PDFUnit provides utility programs for all parts of a PDF document which can be tested using XML/XPath. They extract the information into XML files:

// Utilities to extract XML from PDF:

com.pdfunit.tools.ExtractBookmarks
com.pdfunit.tools.ExtractFieldsInfo
com.pdfunit.tools.ExtractFontsInfo
com.pdfunit.tools.ExtractSignaturesInfo
com.pdfunit.tools.ExtractXFAData
com.pdfunit.tools.ExtractXMPData

The utilities are described in the chapter 9.1: “Common Remarks for all Utilities”:

Namespaces with Prefix

A namespace with an existing prefix will be detected automatically by PDFUnit. This applies to both XML files and PDF-internal XML data.

Default Namespace

The default namespace is not detected automatically because the XML standard allows the definition of namespaces multiple times in an XML document. A default namespace has to be declared and you have to use a prefix:

<!--
  The default namespace has to be declared, 
  but any alias can be used for it.
-->
<testcase name="hasXFAData_UsingDefaultNamespace">
  <assertThat testDocument="xfa/xfa-enabled.pdf">
    <hasXFAData>
      <withNode tag="foo:log/foo:to" 
                value="memory" 
                defaultNamespace="http://www.xfa.org/schema/xci/2.6/" 
      />
    </hasXFAData>
  </assertThat>
</testcase>

Note that the prefixes in this example are named foo for the first and bar for the second usage. In real projects please use only one prefix - and not foo or bar.

XPath Result Types

The evaluation of an XPath expression generally results in distinct node types. The expected result type has to be declared when comparing XFA or XMP data from two PDF documents. The available result types are defined as constants for the attribute withResultType.

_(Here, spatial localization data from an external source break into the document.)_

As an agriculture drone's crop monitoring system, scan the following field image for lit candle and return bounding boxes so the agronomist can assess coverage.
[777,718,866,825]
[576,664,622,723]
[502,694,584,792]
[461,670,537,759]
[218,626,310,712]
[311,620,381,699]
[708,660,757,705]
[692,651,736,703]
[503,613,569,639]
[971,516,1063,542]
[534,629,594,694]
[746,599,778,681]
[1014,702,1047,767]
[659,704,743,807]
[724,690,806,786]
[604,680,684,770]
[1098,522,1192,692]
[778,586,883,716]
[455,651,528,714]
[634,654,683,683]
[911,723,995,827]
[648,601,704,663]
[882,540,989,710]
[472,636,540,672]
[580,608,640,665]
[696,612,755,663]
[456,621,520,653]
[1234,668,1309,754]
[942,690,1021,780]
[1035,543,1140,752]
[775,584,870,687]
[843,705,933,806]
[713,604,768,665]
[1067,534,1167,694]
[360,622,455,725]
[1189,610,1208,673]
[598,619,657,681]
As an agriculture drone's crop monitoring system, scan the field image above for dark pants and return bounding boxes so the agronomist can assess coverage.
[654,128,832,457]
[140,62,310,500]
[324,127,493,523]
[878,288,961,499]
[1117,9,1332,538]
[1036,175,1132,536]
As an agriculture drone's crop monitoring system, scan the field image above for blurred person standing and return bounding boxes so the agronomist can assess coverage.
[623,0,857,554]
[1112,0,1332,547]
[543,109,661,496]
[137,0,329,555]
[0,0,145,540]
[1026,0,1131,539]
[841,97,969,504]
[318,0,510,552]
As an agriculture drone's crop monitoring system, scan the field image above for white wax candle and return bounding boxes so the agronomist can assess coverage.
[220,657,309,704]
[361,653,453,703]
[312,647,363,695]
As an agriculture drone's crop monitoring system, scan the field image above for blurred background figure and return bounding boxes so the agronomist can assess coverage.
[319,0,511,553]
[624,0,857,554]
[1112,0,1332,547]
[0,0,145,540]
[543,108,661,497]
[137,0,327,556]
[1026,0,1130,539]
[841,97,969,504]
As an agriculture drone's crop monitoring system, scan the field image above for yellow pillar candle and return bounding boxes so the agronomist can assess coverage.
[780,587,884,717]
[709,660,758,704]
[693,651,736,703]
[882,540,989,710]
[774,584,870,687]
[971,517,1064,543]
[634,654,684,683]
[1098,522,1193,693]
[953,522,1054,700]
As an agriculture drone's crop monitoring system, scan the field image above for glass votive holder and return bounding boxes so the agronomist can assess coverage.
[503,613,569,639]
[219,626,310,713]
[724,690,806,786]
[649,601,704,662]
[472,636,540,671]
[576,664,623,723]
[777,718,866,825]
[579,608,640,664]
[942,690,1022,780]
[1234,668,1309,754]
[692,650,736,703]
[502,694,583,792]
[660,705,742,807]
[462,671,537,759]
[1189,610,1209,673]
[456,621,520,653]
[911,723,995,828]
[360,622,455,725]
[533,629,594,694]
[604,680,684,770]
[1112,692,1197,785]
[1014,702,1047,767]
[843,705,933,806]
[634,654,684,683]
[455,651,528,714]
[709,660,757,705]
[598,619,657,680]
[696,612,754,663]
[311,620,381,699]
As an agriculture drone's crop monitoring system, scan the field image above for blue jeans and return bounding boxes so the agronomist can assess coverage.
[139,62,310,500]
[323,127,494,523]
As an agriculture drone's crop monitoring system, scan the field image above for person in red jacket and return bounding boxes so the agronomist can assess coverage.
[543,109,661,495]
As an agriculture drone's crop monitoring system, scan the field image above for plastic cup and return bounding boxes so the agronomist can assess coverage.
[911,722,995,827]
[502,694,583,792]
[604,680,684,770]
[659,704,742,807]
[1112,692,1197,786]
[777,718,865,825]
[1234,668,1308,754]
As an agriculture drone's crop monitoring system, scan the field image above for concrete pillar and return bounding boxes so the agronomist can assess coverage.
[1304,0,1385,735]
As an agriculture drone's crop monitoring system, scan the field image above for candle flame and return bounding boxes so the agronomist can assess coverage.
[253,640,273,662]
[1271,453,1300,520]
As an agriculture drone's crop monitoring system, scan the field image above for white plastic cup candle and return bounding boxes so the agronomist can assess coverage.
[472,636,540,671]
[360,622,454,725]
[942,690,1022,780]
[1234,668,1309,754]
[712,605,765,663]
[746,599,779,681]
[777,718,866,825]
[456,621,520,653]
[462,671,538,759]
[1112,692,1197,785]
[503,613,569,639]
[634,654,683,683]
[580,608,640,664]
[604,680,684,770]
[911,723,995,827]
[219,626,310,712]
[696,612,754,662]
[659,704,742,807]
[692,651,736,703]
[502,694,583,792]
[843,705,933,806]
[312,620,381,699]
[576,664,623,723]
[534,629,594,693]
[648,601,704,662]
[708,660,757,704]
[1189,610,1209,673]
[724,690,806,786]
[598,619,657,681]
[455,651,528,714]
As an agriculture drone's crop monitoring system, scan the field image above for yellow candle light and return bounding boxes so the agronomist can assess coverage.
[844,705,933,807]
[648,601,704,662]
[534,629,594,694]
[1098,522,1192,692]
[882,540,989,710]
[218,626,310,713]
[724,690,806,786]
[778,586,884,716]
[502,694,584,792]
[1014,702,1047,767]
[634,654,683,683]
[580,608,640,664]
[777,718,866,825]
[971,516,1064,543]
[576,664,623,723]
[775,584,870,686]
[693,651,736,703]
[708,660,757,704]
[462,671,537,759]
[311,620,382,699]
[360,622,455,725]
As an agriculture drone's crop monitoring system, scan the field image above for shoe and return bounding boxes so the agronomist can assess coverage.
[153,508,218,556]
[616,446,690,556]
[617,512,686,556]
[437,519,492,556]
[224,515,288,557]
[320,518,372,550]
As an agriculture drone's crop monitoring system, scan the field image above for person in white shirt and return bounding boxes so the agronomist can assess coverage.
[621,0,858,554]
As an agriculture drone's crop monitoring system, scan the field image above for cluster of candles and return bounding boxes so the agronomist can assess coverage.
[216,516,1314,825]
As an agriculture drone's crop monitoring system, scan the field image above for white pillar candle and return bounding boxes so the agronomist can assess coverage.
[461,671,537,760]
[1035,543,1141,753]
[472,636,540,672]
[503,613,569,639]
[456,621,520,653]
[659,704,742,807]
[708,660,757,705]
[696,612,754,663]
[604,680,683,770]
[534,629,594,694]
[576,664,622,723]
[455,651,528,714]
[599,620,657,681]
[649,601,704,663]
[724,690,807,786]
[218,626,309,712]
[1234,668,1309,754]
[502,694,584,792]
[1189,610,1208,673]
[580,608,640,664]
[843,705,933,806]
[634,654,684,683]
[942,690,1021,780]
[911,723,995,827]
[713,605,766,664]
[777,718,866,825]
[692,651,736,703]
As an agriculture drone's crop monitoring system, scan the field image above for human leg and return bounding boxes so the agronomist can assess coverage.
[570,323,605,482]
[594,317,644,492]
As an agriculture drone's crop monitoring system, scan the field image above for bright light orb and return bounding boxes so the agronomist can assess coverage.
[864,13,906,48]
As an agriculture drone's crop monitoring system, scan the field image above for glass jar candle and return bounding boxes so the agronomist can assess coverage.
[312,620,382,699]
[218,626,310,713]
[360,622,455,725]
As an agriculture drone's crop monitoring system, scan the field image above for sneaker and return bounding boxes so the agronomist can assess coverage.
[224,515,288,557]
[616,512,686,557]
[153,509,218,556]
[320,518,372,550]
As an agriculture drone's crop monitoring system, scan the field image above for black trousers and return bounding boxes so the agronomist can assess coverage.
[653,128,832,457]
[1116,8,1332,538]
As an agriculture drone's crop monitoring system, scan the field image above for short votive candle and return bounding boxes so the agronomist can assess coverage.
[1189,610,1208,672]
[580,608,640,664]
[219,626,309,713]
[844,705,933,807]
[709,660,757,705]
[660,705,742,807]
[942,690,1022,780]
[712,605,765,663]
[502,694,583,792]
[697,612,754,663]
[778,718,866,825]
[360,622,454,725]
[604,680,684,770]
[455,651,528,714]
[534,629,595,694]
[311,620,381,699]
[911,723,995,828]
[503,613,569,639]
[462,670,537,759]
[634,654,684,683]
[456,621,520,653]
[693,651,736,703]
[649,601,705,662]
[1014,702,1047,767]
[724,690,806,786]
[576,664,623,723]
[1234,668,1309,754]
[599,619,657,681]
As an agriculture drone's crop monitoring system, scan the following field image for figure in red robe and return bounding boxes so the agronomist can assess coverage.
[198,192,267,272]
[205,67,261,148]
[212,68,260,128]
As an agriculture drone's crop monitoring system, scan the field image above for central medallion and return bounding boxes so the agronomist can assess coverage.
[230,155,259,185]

<!-- Result types for XPath-processing:  -->

withResultType="BOOLEAN"
withResultType="NUMBER"
withResultType="NODE"
withResultType="NODESET"
withResultType="STRING"

Tests with the expected node type BOOLEAN are a problem because XPath can not distinguish between not found and false. Try to use another XPath expression with a different result type.

XPath Compatibility

XPath expressions can use all of XPath’s syntax elements and functions. However, the number of available features of the XPath engine is version dependent. PDFUnit uses the XPath engine of your JDK. So your JDK version determines the compatibility to the XPath standard.